The Middle Ages were a period of great change and development in the world of fashion. While most peasant women knitted their fabrics and then made their own clothes, the wealthy had access to tailors, fur shops, and embroiderers. The richest, like royalty, had all these artisans on staff, sometimes one for every adult in the house. Clothes were often made of wool, although silk and brocade items could be saved for special occasions.
Outerwear made of goat or even camel hair kept the rich warm in winter. Fur was an obvious way to improve insulation and provide decorative ornaments; the most common were rabbit, lambskin, beaver, fox, otter, squirrel, ermine and sabre. Greater decoration was achieved by adding tassels, fringes, feathers, and embroidered designs, while more expensive additions included precious metal stitching and buttons, glass beads and cabochons, or semiprecious stones. The taste for colors was the brighter, the better, with crimson, blue, yellow, green and purple being the most popular options in all types of clothing.
Men wore them over tights or tight pants, women over long dresses. The tunics were made of hemp or thick wool or linen. A tunic can be worn over a light linen shirt. Linen can be woven in thick chunks, bought used, or delivered to an employer.
Lightweight linen shirts would be used for fieldwork in the warm months.These images (above) show the costume worn by the rich in the early Middle Ages. The most expensive garments were generally not distinguished by their design, but by the use of superior materials and the cut. During the 15th century, fashion was characterized by a series of extremes and extravagances, and the Houppelandans were among the outfits that devastated the first floor that were introduced at the beginning of this era of extreme clothing. Short suits were derived from the combination of the daily clothing of the Roman Empire and the short tunics worn by the invading barbarians, while long suits came from the mix of the clothing of the classes of the upper Roman Empire and were influenced by Byzantine dresses.King Edward III passed sumptuary laws to regulate the dress of different classes of English people, promote English dress, and preserve class distinctions through disguise, clothing, and dress.

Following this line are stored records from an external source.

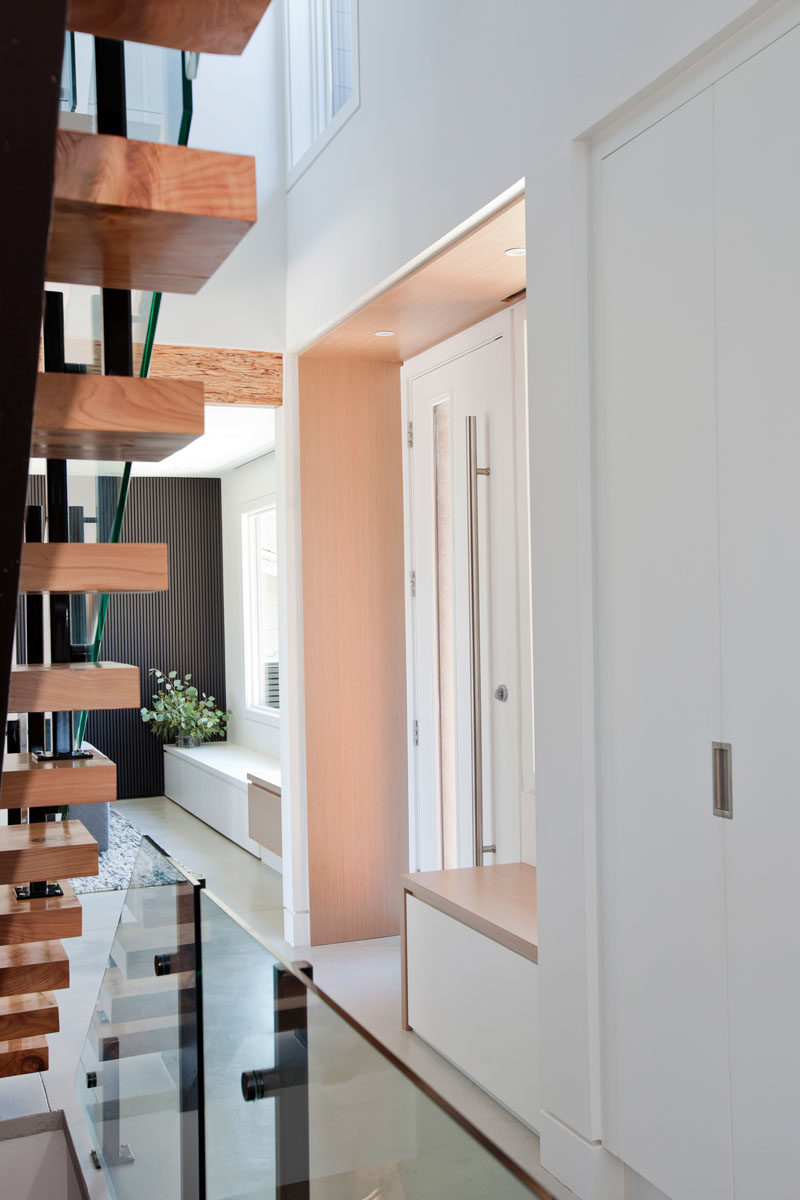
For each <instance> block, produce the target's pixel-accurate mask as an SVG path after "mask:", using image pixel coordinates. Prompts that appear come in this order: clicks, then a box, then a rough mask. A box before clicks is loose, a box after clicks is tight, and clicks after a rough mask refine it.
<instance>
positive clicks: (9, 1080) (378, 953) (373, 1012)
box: [0, 797, 571, 1200]
mask: <svg viewBox="0 0 800 1200" xmlns="http://www.w3.org/2000/svg"><path fill="white" fill-rule="evenodd" d="M118 811H120V812H121V814H122V815H124V816H125V817H127V820H128V821H131V823H132V824H134V826H137V827H138V828H140V829H142V830H143V832H144V833H148V834H150V836H151V838H154V840H155V841H157V842H158V844H160V845H161V846H163V847H164V850H166V851H167V852H168V853H170V854H172V856H173V857H174V858H175V859H178V862H180V863H181V864H182V865H184V866H185V868H186V869H187V870H190V871H191V872H193V874H196V875H201V876H204V877H205V880H206V887H207V889H209V892H210V893H212V894H215V895H216V896H218V898H219V899H221V900H222V901H223V902H224V904H227V905H228V906H229V907H230V908H231V910H233V911H234V912H235V913H236V914H237V916H239V917H240V919H241V920H243V922H245V923H246V924H247V925H249V926H251V928H252V929H253V930H255V931H257V932H258V934H259V935H260V937H261V938H264V940H265V941H266V942H267V944H269V946H270V947H271V948H272V949H273V950H275V953H276V954H277V955H281V956H284V958H289V959H290V960H295V961H296V960H300V959H307V960H309V961H311V962H312V964H313V966H314V980H315V983H317V984H318V986H319V988H320V989H321V990H323V991H324V992H326V994H327V995H329V996H331V997H332V998H333V1000H335V1001H336V1002H337V1003H338V1004H341V1006H342V1008H343V1009H345V1010H347V1012H348V1013H349V1014H350V1015H351V1016H353V1018H355V1020H357V1021H359V1022H360V1024H361V1025H362V1026H363V1027H365V1028H366V1030H367V1031H368V1032H369V1033H372V1034H373V1037H375V1038H377V1039H378V1042H380V1043H381V1044H383V1045H385V1046H386V1048H387V1049H390V1050H391V1051H393V1054H396V1055H397V1056H398V1058H401V1060H402V1061H403V1062H404V1063H405V1064H408V1067H410V1069H411V1070H414V1072H415V1073H416V1074H417V1075H419V1076H420V1078H421V1079H422V1080H423V1081H425V1084H427V1085H428V1087H431V1088H433V1090H434V1091H435V1092H438V1093H439V1094H440V1096H441V1097H443V1098H444V1099H446V1100H447V1102H450V1103H451V1104H452V1105H453V1106H455V1108H456V1109H457V1110H458V1111H459V1112H462V1114H463V1115H464V1116H465V1117H467V1118H468V1120H469V1121H471V1122H473V1123H474V1124H475V1126H476V1127H477V1128H479V1129H481V1130H482V1133H483V1135H485V1136H487V1138H489V1139H491V1140H492V1141H494V1142H495V1144H497V1145H498V1146H499V1147H500V1148H501V1150H503V1151H505V1153H507V1154H509V1156H510V1158H511V1159H512V1160H513V1162H516V1163H518V1164H519V1165H521V1166H522V1168H523V1169H524V1170H527V1171H528V1172H529V1174H530V1175H533V1176H534V1177H535V1178H536V1180H539V1181H540V1182H541V1183H542V1186H543V1187H546V1188H548V1189H549V1190H552V1193H553V1195H554V1196H555V1198H557V1200H567V1198H570V1196H571V1193H569V1192H567V1190H566V1189H564V1188H561V1187H560V1186H559V1184H558V1183H557V1182H555V1181H554V1180H552V1177H551V1176H549V1175H548V1174H547V1172H546V1171H543V1170H542V1168H541V1165H540V1163H539V1138H537V1136H536V1134H534V1133H533V1132H531V1130H530V1129H528V1128H527V1127H525V1126H523V1124H522V1123H521V1122H518V1121H517V1120H516V1118H515V1117H512V1116H511V1115H510V1114H509V1112H507V1111H506V1110H505V1109H503V1108H501V1106H500V1105H499V1104H497V1103H495V1102H494V1100H493V1099H492V1098H491V1097H489V1096H487V1094H486V1093H485V1092H483V1091H481V1088H479V1087H476V1086H475V1085H474V1084H471V1082H470V1080H469V1079H467V1078H465V1076H464V1075H462V1074H461V1072H458V1070H457V1069H455V1068H453V1067H452V1066H451V1064H450V1063H449V1062H446V1061H445V1060H444V1058H443V1057H441V1056H440V1055H439V1054H437V1052H435V1051H434V1050H432V1049H431V1048H429V1046H428V1045H426V1043H423V1042H422V1040H421V1039H420V1038H417V1037H416V1036H415V1034H414V1033H407V1032H404V1031H403V1030H402V1028H401V1022H399V940H398V938H396V937H392V938H381V940H378V941H368V942H353V943H344V944H339V946H324V947H313V948H302V947H297V948H291V947H289V946H287V943H285V942H284V941H283V936H282V935H283V908H282V888H281V877H279V876H278V875H277V874H276V872H273V871H271V870H270V869H269V868H267V866H265V865H264V864H263V863H260V862H259V860H258V859H255V858H254V857H253V856H251V854H248V853H247V852H246V851H243V850H241V848H240V847H239V846H235V845H234V844H233V842H230V841H228V840H227V839H225V838H222V836H221V835H219V834H217V833H216V832H215V830H212V829H210V828H209V827H207V826H205V824H204V823H203V822H200V821H198V820H197V818H196V817H193V816H191V815H190V814H188V812H186V811H185V810H184V809H181V808H179V806H178V805H175V804H173V803H172V800H168V799H166V798H164V797H154V798H150V799H143V800H121V802H118ZM124 898H125V893H122V892H108V893H96V894H88V895H84V896H82V904H83V908H84V934H83V937H80V938H76V940H73V941H71V942H65V947H66V949H67V953H68V955H70V967H71V985H70V990H68V991H66V992H61V994H60V995H59V1006H60V1014H61V1031H60V1032H59V1033H58V1034H53V1036H50V1038H49V1043H50V1069H49V1070H48V1072H47V1073H46V1074H44V1075H42V1076H20V1078H18V1079H10V1080H0V1120H1V1118H5V1117H6V1116H16V1115H24V1114H29V1112H36V1111H42V1110H43V1109H46V1108H50V1109H64V1110H65V1112H66V1115H67V1120H68V1121H70V1126H71V1129H72V1134H73V1138H74V1140H76V1146H77V1150H78V1154H79V1158H80V1160H82V1163H84V1164H86V1175H88V1180H89V1183H90V1189H91V1195H92V1200H106V1198H107V1195H108V1193H107V1189H106V1184H104V1182H103V1177H102V1175H101V1172H100V1171H95V1170H94V1169H92V1168H91V1166H90V1165H89V1162H90V1159H89V1154H90V1150H91V1142H90V1139H89V1133H88V1129H86V1124H85V1121H84V1118H83V1112H82V1110H80V1105H79V1103H78V1099H77V1096H76V1090H74V1075H76V1069H77V1067H78V1062H79V1057H80V1052H82V1048H83V1044H84V1040H85V1037H86V1032H88V1026H89V1022H90V1019H91V1014H92V1009H94V1004H95V1001H96V998H97V995H98V991H100V986H101V983H102V977H103V972H104V970H106V966H107V960H108V954H109V950H110V948H112V942H113V940H114V934H115V930H116V925H118V922H119V918H120V912H121V910H122V902H124ZM209 911H210V910H209ZM217 912H218V910H217ZM217 925H218V932H217ZM204 953H205V959H206V960H205V962H204V973H205V977H206V980H207V986H209V994H210V996H212V997H213V1000H212V1001H211V1003H210V1004H209V1006H206V1007H207V1008H209V1010H210V1012H211V1013H213V1014H216V1016H213V1020H216V1022H217V1026H218V1028H217V1027H215V1031H213V1037H212V1038H210V1039H209V1046H210V1052H209V1063H207V1064H206V1075H207V1086H206V1097H207V1102H209V1116H210V1120H209V1160H210V1162H209V1168H210V1170H209V1200H229V1198H233V1196H236V1198H240V1200H245V1198H248V1200H249V1198H251V1196H255V1195H263V1196H266V1195H271V1194H273V1192H271V1187H272V1183H271V1175H272V1166H271V1157H270V1156H271V1150H270V1153H267V1152H266V1151H265V1150H264V1147H267V1146H269V1147H271V1146H272V1123H271V1122H272V1108H273V1106H272V1105H271V1104H269V1105H264V1106H261V1108H259V1105H258V1104H253V1105H245V1104H243V1102H241V1100H240V1099H239V1098H237V1097H236V1096H235V1092H236V1090H237V1080H239V1073H240V1072H241V1069H248V1068H249V1067H255V1066H259V1064H260V1066H269V1064H270V1063H271V1058H269V1060H265V1061H264V1062H261V1058H264V1057H265V1056H266V1055H269V1054H271V1045H272V1042H271V1025H270V1026H269V1028H267V1022H271V996H270V992H271V980H270V976H271V965H272V959H271V956H270V955H269V954H267V953H266V952H265V950H259V952H258V954H257V955H255V954H253V948H252V943H251V942H249V940H248V938H247V937H245V935H243V934H240V931H239V930H237V928H236V926H235V925H233V924H231V923H230V922H229V920H228V918H225V917H224V916H222V914H219V916H217V917H216V918H215V932H213V934H212V935H210V946H209V948H207V950H206V952H204ZM245 997H246V1000H245ZM221 1014H222V1015H221ZM228 1014H229V1015H228ZM223 1016H224V1019H223ZM309 1025H311V1026H312V1027H315V1030H317V1033H315V1037H317V1040H315V1044H317V1045H324V1046H326V1048H330V1052H329V1050H327V1049H326V1051H325V1062H323V1063H321V1064H318V1066H319V1070H320V1073H321V1074H320V1080H319V1082H320V1087H319V1088H314V1090H312V1123H313V1126H314V1129H325V1130H326V1136H324V1138H317V1141H315V1145H317V1150H315V1152H314V1153H315V1156H317V1162H315V1163H314V1162H312V1166H313V1168H315V1170H317V1172H318V1175H319V1176H320V1177H323V1176H324V1182H325V1187H324V1188H323V1187H321V1183H320V1184H319V1186H317V1187H314V1189H313V1194H314V1196H320V1198H321V1196H323V1195H324V1196H325V1198H330V1200H338V1198H339V1196H342V1200H344V1198H347V1200H361V1198H362V1196H369V1195H380V1198H381V1200H395V1198H396V1196H397V1198H401V1196H403V1198H405V1196H421V1198H422V1196H425V1198H426V1200H427V1198H428V1196H432V1198H433V1196H435V1200H445V1196H447V1195H450V1194H452V1195H453V1196H456V1195H458V1196H459V1200H461V1198H463V1200H467V1198H468V1196H470V1198H471V1196H473V1195H475V1198H476V1200H481V1198H485V1196H487V1195H489V1194H492V1195H493V1196H497V1198H498V1200H499V1198H500V1196H504V1195H509V1196H516V1194H517V1188H516V1186H510V1187H506V1176H505V1172H503V1171H500V1172H499V1175H498V1174H497V1169H495V1168H494V1166H493V1165H492V1163H491V1162H489V1160H488V1159H487V1158H486V1156H485V1153H483V1152H482V1151H476V1150H475V1148H474V1147H473V1145H471V1144H470V1142H469V1141H468V1140H467V1139H465V1138H464V1135H463V1133H462V1132H461V1130H459V1129H457V1128H456V1127H453V1126H452V1124H451V1123H450V1122H449V1121H446V1118H444V1117H443V1116H441V1114H440V1111H439V1110H438V1109H434V1106H433V1105H432V1104H431V1102H428V1100H427V1099H426V1098H425V1097H422V1096H421V1093H419V1092H417V1090H416V1088H414V1087H413V1086H411V1085H409V1084H408V1082H407V1081H405V1079H404V1078H403V1076H401V1075H399V1073H398V1072H397V1070H396V1069H395V1068H392V1067H390V1066H389V1064H387V1062H386V1060H385V1058H383V1056H380V1055H379V1054H378V1052H377V1051H374V1050H372V1049H369V1048H367V1046H366V1045H365V1044H363V1042H362V1039H359V1038H357V1036H356V1034H355V1033H353V1032H351V1031H350V1030H349V1027H348V1026H347V1025H344V1022H342V1021H341V1020H339V1019H338V1018H335V1015H333V1014H332V1013H331V1012H330V1010H329V1009H327V1008H325V1006H313V1007H312V1009H311V1010H309ZM261 1026H263V1027H261ZM231 1031H233V1032H231ZM151 1057H155V1056H151ZM257 1060H258V1061H257ZM331 1072H333V1074H336V1072H338V1073H339V1074H337V1075H336V1078H332V1076H331ZM326 1073H327V1074H326ZM231 1081H233V1082H231ZM323 1085H325V1086H323ZM333 1102H335V1103H333ZM331 1104H333V1108H331ZM267 1127H269V1128H267ZM169 1128H170V1127H169V1121H167V1120H164V1121H163V1122H162V1123H161V1126H160V1128H157V1129H152V1130H149V1132H148V1145H149V1146H150V1147H151V1152H150V1156H149V1157H150V1158H154V1163H157V1159H158V1157H160V1156H157V1154H156V1156H155V1157H154V1153H152V1148H154V1139H156V1140H158V1139H160V1138H162V1139H164V1141H166V1142H172V1141H173V1138H172V1134H170V1133H169ZM421 1129H425V1130H428V1132H429V1130H433V1133H432V1134H431V1136H429V1138H428V1150H429V1151H431V1153H429V1154H428V1157H427V1159H426V1164H427V1165H426V1168H425V1170H422V1169H421V1166H420V1157H419V1156H420V1151H419V1147H420V1144H421V1140H425V1139H421V1134H420V1130H421ZM139 1138H140V1140H142V1142H143V1144H144V1133H140V1135H139ZM434 1144H435V1145H434ZM254 1147H255V1148H254ZM166 1153H167V1156H168V1157H169V1158H170V1162H173V1163H174V1162H175V1153H176V1152H175V1148H174V1146H173V1148H172V1151H170V1150H169V1148H167V1150H166ZM253 1153H257V1154H258V1156H260V1157H259V1160H258V1168H259V1169H258V1174H255V1172H254V1163H251V1158H252V1156H253ZM403 1154H408V1158H409V1159H414V1158H415V1156H416V1162H415V1174H414V1177H411V1178H409V1175H408V1169H407V1168H405V1169H397V1168H392V1169H391V1171H390V1172H389V1174H386V1171H384V1172H383V1174H381V1175H380V1178H379V1181H378V1182H379V1190H378V1192H375V1180H377V1176H375V1163H377V1162H381V1163H385V1162H389V1160H393V1159H399V1158H402V1156H403ZM447 1154H451V1157H453V1156H455V1158H457V1159H458V1162H459V1164H462V1165H463V1163H464V1162H465V1160H469V1162H470V1164H471V1166H470V1172H469V1180H465V1178H464V1177H463V1176H461V1177H459V1176H457V1175H453V1174H452V1170H451V1166H452V1164H451V1166H449V1168H447V1170H446V1171H445V1175H446V1177H445V1176H441V1177H440V1176H439V1175H434V1176H432V1175H431V1172H432V1171H434V1170H435V1171H439V1172H440V1171H443V1170H444V1165H443V1164H444V1163H445V1162H446V1158H447ZM265 1156H266V1157H265ZM267 1158H269V1159H270V1160H269V1162H267ZM453 1160H455V1159H453ZM130 1170H131V1186H133V1183H134V1180H133V1175H134V1172H133V1169H130ZM459 1170H461V1166H459ZM120 1171H121V1172H124V1171H125V1169H124V1168H122V1169H120ZM426 1172H427V1174H426ZM486 1172H488V1174H486ZM267 1176H269V1178H267ZM120 1177H121V1178H124V1177H122V1175H120ZM254 1178H257V1182H255V1186H254V1187H252V1186H251V1183H253V1181H254ZM507 1182H509V1184H510V1183H511V1181H510V1180H509V1181H507ZM166 1183H167V1178H166V1177H162V1180H161V1186H160V1184H158V1183H157V1182H156V1181H155V1180H154V1188H155V1189H154V1190H152V1192H151V1194H152V1195H154V1196H158V1198H160V1200H161V1196H163V1198H164V1200H168V1195H169V1194H168V1192H167V1190H164V1184H166ZM142 1186H143V1184H142V1178H140V1177H139V1178H138V1180H137V1183H136V1189H134V1193H132V1195H134V1194H136V1195H144V1194H145V1192H143V1190H142ZM116 1187H118V1192H119V1193H120V1194H122V1193H125V1192H127V1190H128V1189H127V1187H126V1186H125V1182H124V1183H122V1186H120V1184H119V1183H118V1184H116ZM362 1188H363V1190H362ZM521 1194H522V1193H521ZM121 1200H122V1198H121Z"/></svg>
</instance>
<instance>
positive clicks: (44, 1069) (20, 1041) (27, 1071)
mask: <svg viewBox="0 0 800 1200" xmlns="http://www.w3.org/2000/svg"><path fill="white" fill-rule="evenodd" d="M48 1066H49V1051H48V1048H47V1040H46V1039H44V1038H18V1039H16V1040H13V1042H0V1078H2V1079H7V1078H8V1076H10V1075H32V1074H35V1073H36V1072H40V1070H47V1068H48Z"/></svg>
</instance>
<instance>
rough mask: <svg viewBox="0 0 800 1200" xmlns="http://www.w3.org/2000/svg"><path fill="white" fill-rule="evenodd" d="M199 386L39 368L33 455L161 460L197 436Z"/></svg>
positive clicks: (179, 381)
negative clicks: (46, 370) (98, 375)
mask: <svg viewBox="0 0 800 1200" xmlns="http://www.w3.org/2000/svg"><path fill="white" fill-rule="evenodd" d="M204 424H205V421H204V398H203V383H201V382H200V379H198V378H192V379H166V378H160V379H128V378H125V377H122V376H97V374H61V373H59V372H56V371H49V372H47V373H44V372H40V374H38V377H37V380H36V407H35V409H34V437H32V442H31V456H34V457H38V458H88V460H92V461H94V460H97V461H101V462H108V461H113V462H161V460H162V458H166V457H167V456H168V455H170V454H174V452H175V451H176V450H181V449H182V448H184V446H186V445H188V444H190V442H193V440H194V438H198V437H200V434H201V433H203V428H204Z"/></svg>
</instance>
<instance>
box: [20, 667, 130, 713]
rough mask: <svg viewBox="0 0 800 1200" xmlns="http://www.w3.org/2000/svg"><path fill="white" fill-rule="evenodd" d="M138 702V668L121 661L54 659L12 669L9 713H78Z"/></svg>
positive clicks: (109, 707) (94, 711)
mask: <svg viewBox="0 0 800 1200" xmlns="http://www.w3.org/2000/svg"><path fill="white" fill-rule="evenodd" d="M140 703H142V696H140V690H139V668H138V667H131V666H126V665H124V664H121V662H53V664H50V665H47V664H46V665H43V666H38V665H28V666H18V667H13V668H12V671H11V690H10V692H8V710H10V712H12V713H80V712H83V709H86V710H89V712H96V710H98V709H104V708H139V706H140Z"/></svg>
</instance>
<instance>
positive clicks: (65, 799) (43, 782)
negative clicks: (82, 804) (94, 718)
mask: <svg viewBox="0 0 800 1200" xmlns="http://www.w3.org/2000/svg"><path fill="white" fill-rule="evenodd" d="M115 799H116V767H115V764H114V763H113V762H112V760H110V758H107V757H106V755H102V754H100V751H97V750H96V751H94V754H92V757H91V758H67V760H61V761H50V762H40V761H38V760H37V758H36V755H32V754H6V755H5V756H4V760H2V775H1V776H0V809H34V808H56V806H60V805H62V804H103V803H106V802H110V800H115Z"/></svg>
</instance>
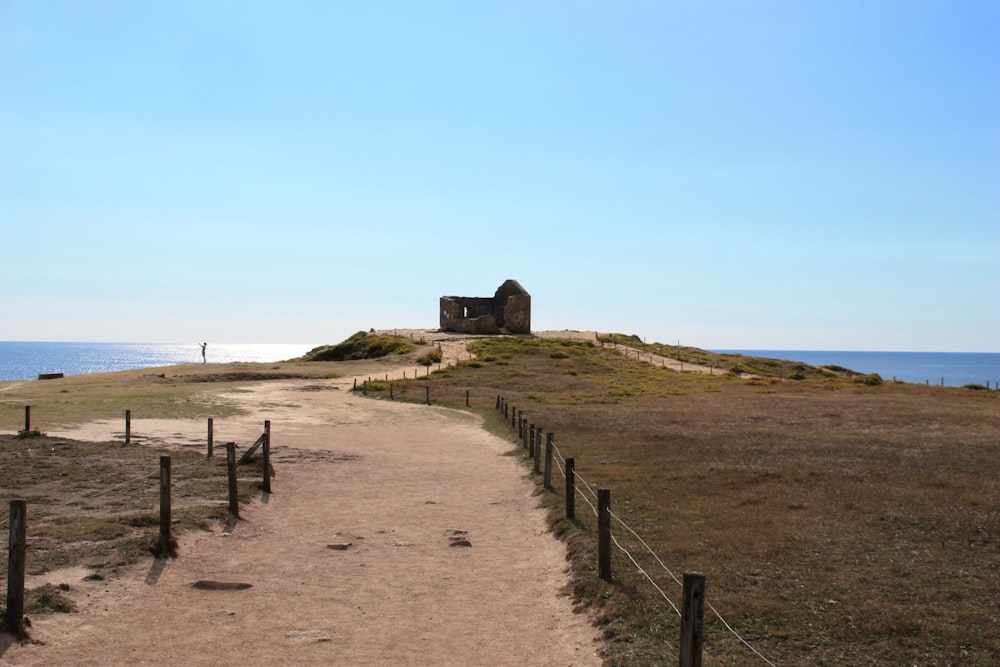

The innermost layer of clothing were pants which were loose-fitting underwear made of linen and held by a belt. The Crusades and Marco Polo's adventures introduced new cultural influences, fabrics and technological advances in medieval European garments. They were referring to workers who were provided with work clothes by their employer as part of their salary.Dyes were common so even lower-class peasants used to wear colorful clothes. This began when different experiments with different types of medieval clothing were used to dress a certain individual.
The king could now make his empire unique by using different color combinations and have citizens wear clothes that differentiated them from each other. The shoes made of fabric or leather were closed with inner laces a strap or a buckle which constituted another opportunity for decoration and personalization.For more information on medieval clothing, Anthony Esolen's The Politically Incorrect Guide to Western Civilization is a great resource. The clothes of aristocracy and wealthy merchants used to be made and changed according to fashion dictates. The Medieval Tailor's Assistant by Sara Thursfield is also an excellent source if you want to learn how to make medieval costumes.
To go out a cape or cloak was used which was generally made of an approximately circular or rectangular piece of fabric that could also be lined with leather.